Sifting through the knowledge
You read it on the Internet so it must be true, right? Forum participants can be industry professionals, backyard mechanics, mechanic wannabes or Internet trolls. So how do you sift through the knowledge to find what you need?
Keep an open mind. Not all of the information should be taken as gospel. Many individuals are brand loyal and will take every opportunity to help their brand shine against competing brands. Check the source, then check again. Often you’ll see vendor sponsors who are industry professionals. These participants have years of experience and are willing to share knowledge and wisdom. Some individuals are not so skilled, but full of advice. Be wary and always check with professionals before embarking on an Internet inspired repair or modification.
Moderators help keep it clean
Especially for the family friendly Snowandmud.com site, moderators are there to keep the forum on track. They help keep the site rated PG, mitigate troll interference and ensure the integrity of the information posted. Once in a while a user will form an alternative account, commonly referred to as an alter, whose purpose is solely to cause disruption. Moderators are quick on the draw and often catch these alters before any damage is done. It can be a challenge.

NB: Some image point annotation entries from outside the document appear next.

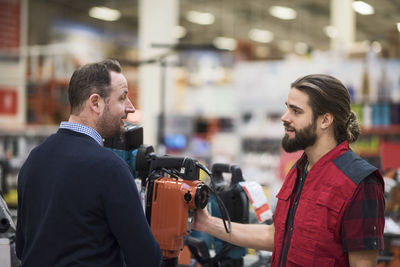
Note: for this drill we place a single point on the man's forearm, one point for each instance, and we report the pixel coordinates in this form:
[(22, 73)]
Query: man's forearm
[(257, 236)]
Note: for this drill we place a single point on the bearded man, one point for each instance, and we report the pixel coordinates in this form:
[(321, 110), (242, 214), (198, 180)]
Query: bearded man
[(330, 209), (78, 204)]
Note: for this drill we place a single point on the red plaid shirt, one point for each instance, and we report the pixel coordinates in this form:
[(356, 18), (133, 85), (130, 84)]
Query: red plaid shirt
[(364, 218)]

Besides watching for lewd content and profanity, moderators often find themselves in the middle of heated disputes. Moderator Tyler Geddes said staying neutral in disputes between users, especially when paying vendors are involved, can be a challenge.
Some vendors see forums as potential vast marketing, but don’t want to pay to promote their business or product. This is a big no-no for forum participation. Businesses must pay to play. With tens of thousands of potential customers, many businesses are opting for vendor status, giving them direct contact with their customer base.
Why would Geddes volunteer time to babysit powersports enthusiasts?
“What keeps me moderating? There are days I feel like throwing in the metaphorical towel, but at the end of the day it’s seeing the positive friendships and all the good info being made available to the public."
Friendships and forum rides are a perk of forum participation. It is simply more fun to ride with like-minded individuals. Forums provide an excellent platform to meet new riding buddies in your own area. Many rides are now an annual event, such as the Snow and Mud Jamboree held west of Rocky Mountain House, Alberta, at Out West Campground.
Land issue information and safety advice is also at your fingertips when participating in a forum. You will learn appropriate, environmentally friendly practices and tips to potentially save your or a loved one’s life. Many industry safety specialists participate in these forums. And when potential land closures or restrictions arise, it is a great place to rally the troops into action.
How to get involved
The greatest way to wade into forum waters is to ask questions. Participate in existing threads and don’t take it to heart if someone disagrees with your opinion. Forum introduction areas are the place to introduce yourself and share where you are from. Search out threads and get the overall feel for the people. There are many inside jokes, some of which you won’t initially understand. It’s like learning a new culture. Online forums have a culture of their own, with certain rock star individuals who will stand out.
It takes time to get the feel for online forums, but for many it is time well spent. Some relationships are long lasting—even everlasting in the case of my husband and me. We met in an online forum and developed a great friendship, which turned into a marriage. Meeting someone with exactly the same passion for horsepower and the outdoors was a gift to both of us.
While you may not meet your happily ever after, I guarantee you will make some lasting friendships with riders who share the same thirst for backcountry adventure that you have.